# Marbury and Telfair Family Story



## Hustle (Dec 17, 2003)

"Telfair, who faced Marbury at the Garden Jan. 9, is now in starting lineup and subject of a new book, "The Jump" in which their two families are depicted as the Hatfields and McCoys. The Telfairs claim the Marburys, who lived in the same Coney Island project, abandoned them financially and spiritually once Stephon made his millions in the NBA." New York Post

"Asked if he was hurt by the book, Marbury said, "No. I know they just don't know better. I don't get mad at ignorance. How could you get mad at someone for not knowing that two plus two is four. I know how they think. Now they're seeing and understanding what it's about. You can't satisfy everyone. It's impossible." The book also details a well-known tale in which Marbury and Telfair went 1-on-1 on the project playgrounds a few years ago before a sizeable crowd. It was a physical battle in which they traded hurtful insults and Telfair schooled his older cousin." New York Post

"Marbury did in fact give Telfair's family money, but Marbury also had his own family to support. He takes responsibility for being his brother's keeper but doesn't feel obligated to be his cousin's keeper. "Forget that I take care of 25 people," Marbury says in the book. "They don't understand that, in regular society in this world, people work for their families. I have a wife, kids, a mother, a father, brothers and sisters, nieces and nephews." New York Daily News

"Marbury believes the Telfairs have changed their tune since Sebastian turned pro. Marbury has a big family and supports his wife, kids, mother, father, brothers, sisters, nieces and nephews. "It's hard because everybody wants something," Marbury said. "We knew they'd do a 360. It's new to them.
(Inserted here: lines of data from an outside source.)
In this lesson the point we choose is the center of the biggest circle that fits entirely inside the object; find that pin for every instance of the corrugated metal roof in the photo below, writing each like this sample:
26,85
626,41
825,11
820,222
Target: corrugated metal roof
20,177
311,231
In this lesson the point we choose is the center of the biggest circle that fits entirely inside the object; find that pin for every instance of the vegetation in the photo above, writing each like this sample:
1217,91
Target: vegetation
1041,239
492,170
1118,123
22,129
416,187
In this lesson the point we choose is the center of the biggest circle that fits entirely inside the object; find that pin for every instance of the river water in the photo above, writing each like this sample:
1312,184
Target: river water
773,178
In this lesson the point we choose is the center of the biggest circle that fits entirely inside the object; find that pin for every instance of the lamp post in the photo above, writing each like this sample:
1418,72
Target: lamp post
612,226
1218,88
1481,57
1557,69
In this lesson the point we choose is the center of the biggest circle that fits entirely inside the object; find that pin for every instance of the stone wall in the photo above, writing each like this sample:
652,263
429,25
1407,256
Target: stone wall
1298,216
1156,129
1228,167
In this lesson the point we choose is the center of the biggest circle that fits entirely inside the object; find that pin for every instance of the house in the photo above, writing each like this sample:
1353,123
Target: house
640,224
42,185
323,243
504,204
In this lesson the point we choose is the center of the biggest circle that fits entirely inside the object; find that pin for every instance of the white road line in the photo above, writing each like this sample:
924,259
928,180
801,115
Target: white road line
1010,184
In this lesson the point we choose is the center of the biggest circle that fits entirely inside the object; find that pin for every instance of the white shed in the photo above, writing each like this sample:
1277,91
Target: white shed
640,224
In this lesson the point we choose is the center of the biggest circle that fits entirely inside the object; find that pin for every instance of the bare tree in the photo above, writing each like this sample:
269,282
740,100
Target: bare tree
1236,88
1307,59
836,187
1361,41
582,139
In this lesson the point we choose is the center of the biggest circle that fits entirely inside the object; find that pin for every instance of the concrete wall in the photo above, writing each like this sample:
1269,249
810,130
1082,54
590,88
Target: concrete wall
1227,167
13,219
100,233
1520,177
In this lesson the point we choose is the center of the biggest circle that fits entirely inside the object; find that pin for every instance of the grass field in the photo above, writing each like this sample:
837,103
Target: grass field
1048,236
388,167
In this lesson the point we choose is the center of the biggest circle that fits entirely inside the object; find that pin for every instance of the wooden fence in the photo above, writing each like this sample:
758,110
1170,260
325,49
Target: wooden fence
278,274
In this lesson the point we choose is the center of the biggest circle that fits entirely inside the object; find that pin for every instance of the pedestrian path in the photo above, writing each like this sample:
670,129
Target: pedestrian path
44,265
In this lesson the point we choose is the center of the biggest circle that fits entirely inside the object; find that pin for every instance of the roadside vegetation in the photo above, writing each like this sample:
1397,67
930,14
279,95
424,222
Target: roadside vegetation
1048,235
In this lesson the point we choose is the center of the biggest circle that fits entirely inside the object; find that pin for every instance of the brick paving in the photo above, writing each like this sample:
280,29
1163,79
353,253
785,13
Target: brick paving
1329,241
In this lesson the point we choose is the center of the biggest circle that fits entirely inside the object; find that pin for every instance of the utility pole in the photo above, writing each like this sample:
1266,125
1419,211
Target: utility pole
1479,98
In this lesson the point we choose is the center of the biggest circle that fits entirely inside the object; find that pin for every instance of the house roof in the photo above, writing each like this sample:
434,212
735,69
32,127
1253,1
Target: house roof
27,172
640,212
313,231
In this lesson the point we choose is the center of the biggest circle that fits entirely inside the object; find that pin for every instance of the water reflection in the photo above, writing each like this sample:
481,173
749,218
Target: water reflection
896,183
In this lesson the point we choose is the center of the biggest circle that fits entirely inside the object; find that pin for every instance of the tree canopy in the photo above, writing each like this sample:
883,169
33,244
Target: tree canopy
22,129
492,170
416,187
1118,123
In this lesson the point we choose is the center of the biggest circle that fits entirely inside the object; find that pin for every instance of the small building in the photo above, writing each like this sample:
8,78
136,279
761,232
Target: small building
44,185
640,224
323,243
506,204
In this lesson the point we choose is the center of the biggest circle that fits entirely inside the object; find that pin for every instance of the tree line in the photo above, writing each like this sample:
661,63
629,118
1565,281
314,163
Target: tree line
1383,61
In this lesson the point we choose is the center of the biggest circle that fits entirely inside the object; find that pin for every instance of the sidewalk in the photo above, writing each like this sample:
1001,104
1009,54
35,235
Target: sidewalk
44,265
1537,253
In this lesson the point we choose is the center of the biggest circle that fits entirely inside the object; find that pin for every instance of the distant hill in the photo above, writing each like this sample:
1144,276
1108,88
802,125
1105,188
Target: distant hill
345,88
But we've been going through the last nine years and we know what it's about." Marbury claims his family is unfazed. "We don't, especially against family, hold grudges like that," he said. Marbury says he does counsel Telfair. "I speak to my cousin," Marbury said. "I know he was young and he was being manipulated by someone trying to make money. That's all [author] Ian O'Connor was doing. I totally think he took advantage." New York Post

"The general feeling in Marbury's hometown is that Telfair is more beloved. In fact, Lincoln High School retired Telfair's number two months ago, an honor the school has yet to bestow on Marbury, who had a legendary prep career. Marbury would never admit being bothered by the obvious slight, even though Marbury's annual tournament in Coney Island raises scholarship money and Marbury donates turkeys and toys to local families each holiday season." New York Daily News


----------



## Kneejoh (Dec 21, 2004)

Interesting....


----------



## remy23 (Aug 15, 2002)

I was under the impression Starbury was really into his basketball and didn't try to get too bogged down in requests. But if he took care of that many people, I stand corrected.


----------



## MarioChalmers (Mar 26, 2004)

This is an example of the media making bad situations worse.


----------



## FreeSpeech101 (Jul 30, 2004)

The Telfairs had no gripe in the first place. Work for your own damn money you lazy focks!


----------



## ballerchick (Feb 22, 2005)

and I thought my family had problems.....


----------



## Spriggan (Mar 23, 2004)

> "They don't understand that, in regular society in this world, people work for their families. I have a wife, kids, a mother, a father, brothers and sisters, nieces and nephews."


Now that's some serious, understated ownage.


----------



## 4-For-Snapper (Jan 1, 2003)

Wow. Talk about another media-fueled controversy. I hate the news in this country.

:sigh:


----------